In three days they disembarked in a desert land, through which they travelled for twenty-eight days, and were well nigh starving, until relieved at the prayer of Patrick. Reference is then made to the great stone that seemed to fall upon him in a dream, from the weight of which he was relieved by invoking Elias. It seems, too, that he fell into a second captivity, which continued for two months; but the text here is uncertain, and can scarcely be relied on.

He succeeded, however, in reaching the home of his parents in Britain—in Britannis—and they most earnestly besought him to remain with them, now that he had escaped from so many dangers.
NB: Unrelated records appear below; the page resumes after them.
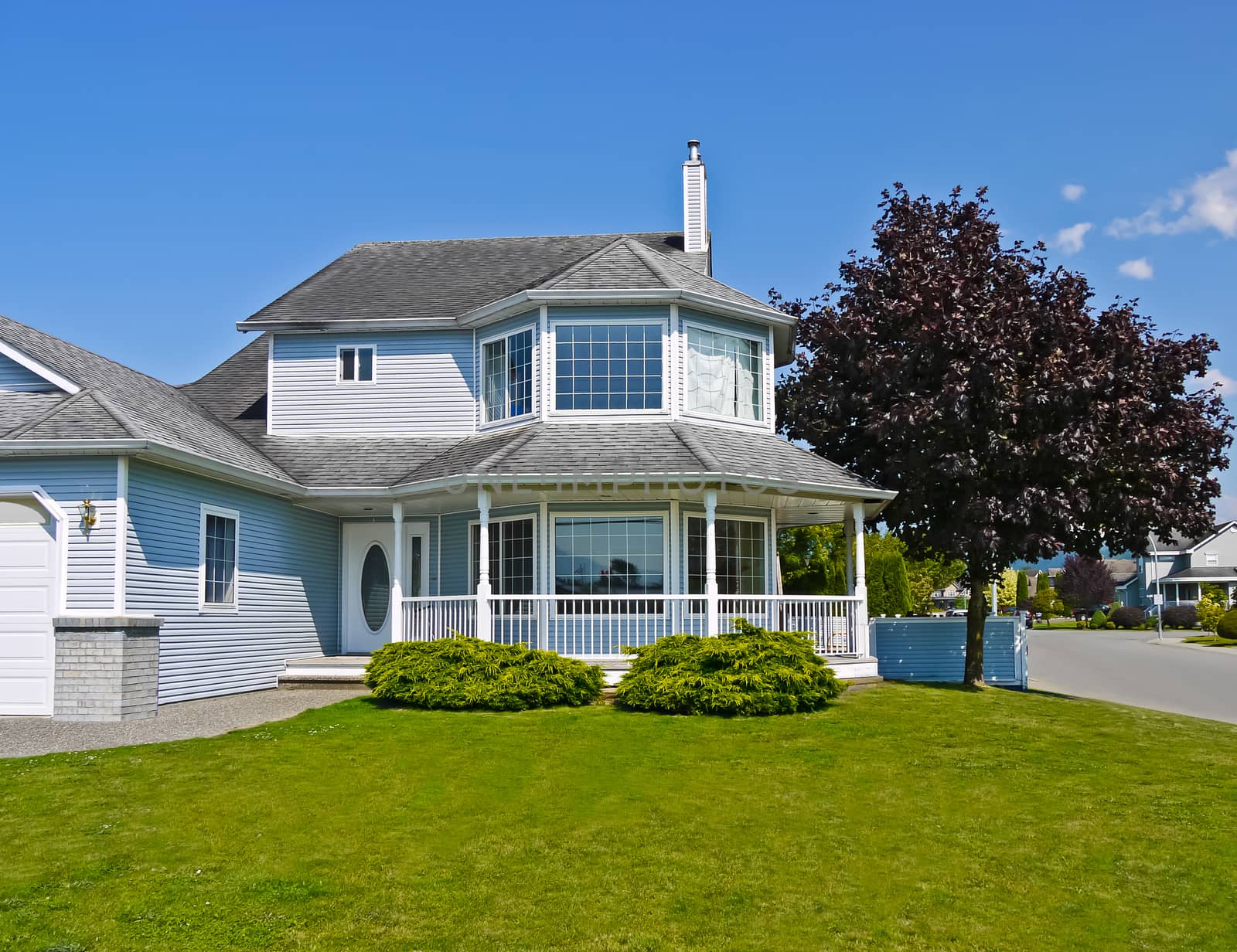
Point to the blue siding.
(288, 584)
(16, 379)
(934, 649)
(424, 383)
(90, 585)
But the Angel Victor, in the guise of a man from Ireland, gave him a letter in which the “voice of the Irish” called him away; the voices of those who dwelt near the wood of Focluth, from which he seems to have escaped, also called upon him to come once more and walk amongst them. The Spirit of God, too, spoke within his soul and urged him to return to Ireland. The same Holy Spirit encouraged him to persevere when objection was made by certain elders to his elevation to the episcopacy. Therefore, he was encouraged to undertake the great task, and his conscience never blamed him for what he had done.

It would be tedious, he adds, to recount all his missionary labours, or even a part of them. Twelve times his life (anima) was in danger, from which God rescued him, and from many other plots and ambuscades also, and therein God rewarded him for giving up his parents and his country, and all their gifts, and heeding not their prayers and tears, that he might preach the Gospel in Ireland, where he had to endure insult and persecution even unto bonds. But he strove to do the work faithfully, and God blessed his efforts, and those wonderful things were accomplished by the apostle, to which we have already referred.

Hence, though anxious to visit his parents and his native country in Britain, and even to revisit the brethren in Gaul—here referred to for the first time—and to see the face of God’s Saints there, he was bowed in spirit, and would not leave his beloved converts, but resolved to spend the rest of his life amongst them.